Case study: What the CBSO premiere teaches orchestras about programming and promotion

The CBSO’s decision to program Fujikura’s concerto alongside a Mahler symphony gave the premiere a stable commercial platform while offering artistic contrast. Critics and audiences found the pairing illuminating — the contemporary work’s textural focus prepared ears for Mahler’s orchestral color. Key takeaways for other orchestras:

  • Use a familiar anchor: pairing an unfamiliar concerto with a known masterpiece reduces risk and broadens audience curiosity.
  • Promote performer stories: the press response to Moore’s performance was amplified because reviewers could tell a human story — his career, advocacy and technical command.
  • Invest in audio capture: high-quality recordings of premieres mean the work can be circulated to other orchestras and festivals more quickly.

Five predictions for the next three years (2026–2028)

  1. More multi-performance premieres: 60–70% of newly commissioned trombone concertos will be co-commissions across at least two orchestras, ensuring repeat performances.
  2. Spatial releases: an increasing share of new brass concertos will receive at least one immersive-audio release to showcase spatial interplay between soloist and orchestra.
  3. Cross-genre collaborations: expect more concerto works that blend orchestral writing with electronic music, jazz-inflected solos and theater components to reach wider audiences.
  4. AI as a sketch tool: composers will increasingly use AI-assisted tools for initial sketching of textures and form; human composers and performers will be central to refinement and idiomatic writing for trombone.
  5. Educational adoption: conservatoires will add contemporary trombone concertos to syllabi and exam repertory to ensure technical proficiency and create future audiences.
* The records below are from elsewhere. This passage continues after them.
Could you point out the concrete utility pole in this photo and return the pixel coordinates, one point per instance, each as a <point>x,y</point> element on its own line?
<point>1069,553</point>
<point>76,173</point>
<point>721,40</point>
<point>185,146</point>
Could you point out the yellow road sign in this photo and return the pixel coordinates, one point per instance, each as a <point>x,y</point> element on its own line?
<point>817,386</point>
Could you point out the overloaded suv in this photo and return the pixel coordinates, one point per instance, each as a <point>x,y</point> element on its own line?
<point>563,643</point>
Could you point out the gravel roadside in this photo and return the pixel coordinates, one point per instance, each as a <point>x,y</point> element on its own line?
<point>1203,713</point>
The bigger payoff: what this renaissance does to the classical ecosystem

When instruments like the trombone move from supportive to starring roles, the benefits ripple outward. New concertos create jobs for performers, commissions for composers, content for orchestras to promote, and fresh recording projects. They also diversify concert programming, making subscription lists more attractive to younger and more adventurous audiences.

For artists like Peter Moore and composers like Dai Fujikura, those ripple effects are intentional: advocacy, performance excellence and smart promotion turn one premiere into a catalog presence. The CBSO premiere of Vast Ocean II is not an isolated success — it’s an example of how orchestras and soloists can work together to keep contemporary music alive and economically viable in 2026.
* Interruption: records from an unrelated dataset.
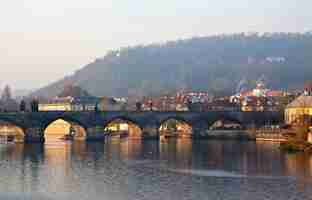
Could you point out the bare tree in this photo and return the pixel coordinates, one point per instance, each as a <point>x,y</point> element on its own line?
<point>6,94</point>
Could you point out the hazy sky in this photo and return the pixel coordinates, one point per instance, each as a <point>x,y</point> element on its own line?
<point>43,40</point>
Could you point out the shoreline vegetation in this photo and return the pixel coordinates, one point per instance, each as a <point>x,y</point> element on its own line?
<point>295,145</point>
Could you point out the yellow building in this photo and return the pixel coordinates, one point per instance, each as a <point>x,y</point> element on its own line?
<point>57,104</point>
<point>298,108</point>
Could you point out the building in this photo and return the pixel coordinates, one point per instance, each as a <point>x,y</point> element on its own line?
<point>112,104</point>
<point>70,104</point>
<point>56,104</point>
<point>87,103</point>
<point>300,107</point>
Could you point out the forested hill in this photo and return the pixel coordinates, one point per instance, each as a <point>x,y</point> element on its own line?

Actionable takeaways — what you can do this month

  • Fans: Follow Peter Moore, CBSO and LSO mailing lists; book a premiere or livestream and share a review on social to boost discoverability.
  • Performers: Pitch co-commissions, prepare multimedia materials for premieres, and record a spatial mix for distribution.
  • Composers & presenters: Design multi-performance commission agreements and include educational outreach in your budget line items.
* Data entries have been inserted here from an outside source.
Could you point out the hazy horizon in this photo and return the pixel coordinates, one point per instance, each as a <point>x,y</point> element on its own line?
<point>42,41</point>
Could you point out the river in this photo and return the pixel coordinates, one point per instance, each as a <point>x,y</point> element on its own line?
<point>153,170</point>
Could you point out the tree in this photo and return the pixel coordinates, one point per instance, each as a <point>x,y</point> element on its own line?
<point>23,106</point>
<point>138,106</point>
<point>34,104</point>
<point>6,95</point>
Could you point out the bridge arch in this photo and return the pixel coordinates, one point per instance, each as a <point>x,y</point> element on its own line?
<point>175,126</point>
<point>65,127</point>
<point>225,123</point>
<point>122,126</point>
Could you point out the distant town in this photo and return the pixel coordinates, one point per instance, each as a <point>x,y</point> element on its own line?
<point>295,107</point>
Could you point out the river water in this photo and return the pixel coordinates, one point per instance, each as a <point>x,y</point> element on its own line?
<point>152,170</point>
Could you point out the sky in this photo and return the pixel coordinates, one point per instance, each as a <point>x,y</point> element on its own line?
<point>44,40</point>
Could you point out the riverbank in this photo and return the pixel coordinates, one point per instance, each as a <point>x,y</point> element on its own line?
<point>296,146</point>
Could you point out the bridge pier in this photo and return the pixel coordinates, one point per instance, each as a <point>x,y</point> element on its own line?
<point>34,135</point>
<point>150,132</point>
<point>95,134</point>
Final thoughts: brass center stage — what to expect and how to stay involved

The trombone’s return to concerto prominence is no fad: it’s the result of sustained artist advocacy, smarter commissioning strategies, and the technical evolution of players and composers. The Peter Moore–Dai Fujikura pairing is emblematic of how a single well-executed premiere can catalyze repertoire expansion.

If you want to be part of the next wave — whether as a listener, funder, performer or presenter — the moment to act is now. The tools orchestras are using in 2026 (hybrid premieres, immersive audio, and analytics-driven programming) make it easier than ever to discover, support and re-stage the new works that will define the next decade.

Get involved — immediate next steps

Start by subscribing to the CBSO and London Symphony Orchestra newsletters, following Peter Moore and Dai Fujikura on social, and bookmarking the next season’s premiere calendar. If you’re a musician or composer, reach out to your local orchestra’s commissioning office with a one-page pitch for a co-commission that includes outreach and recording plans. These small actions are how the next generation of trombone concertos becomes part of the concert canon.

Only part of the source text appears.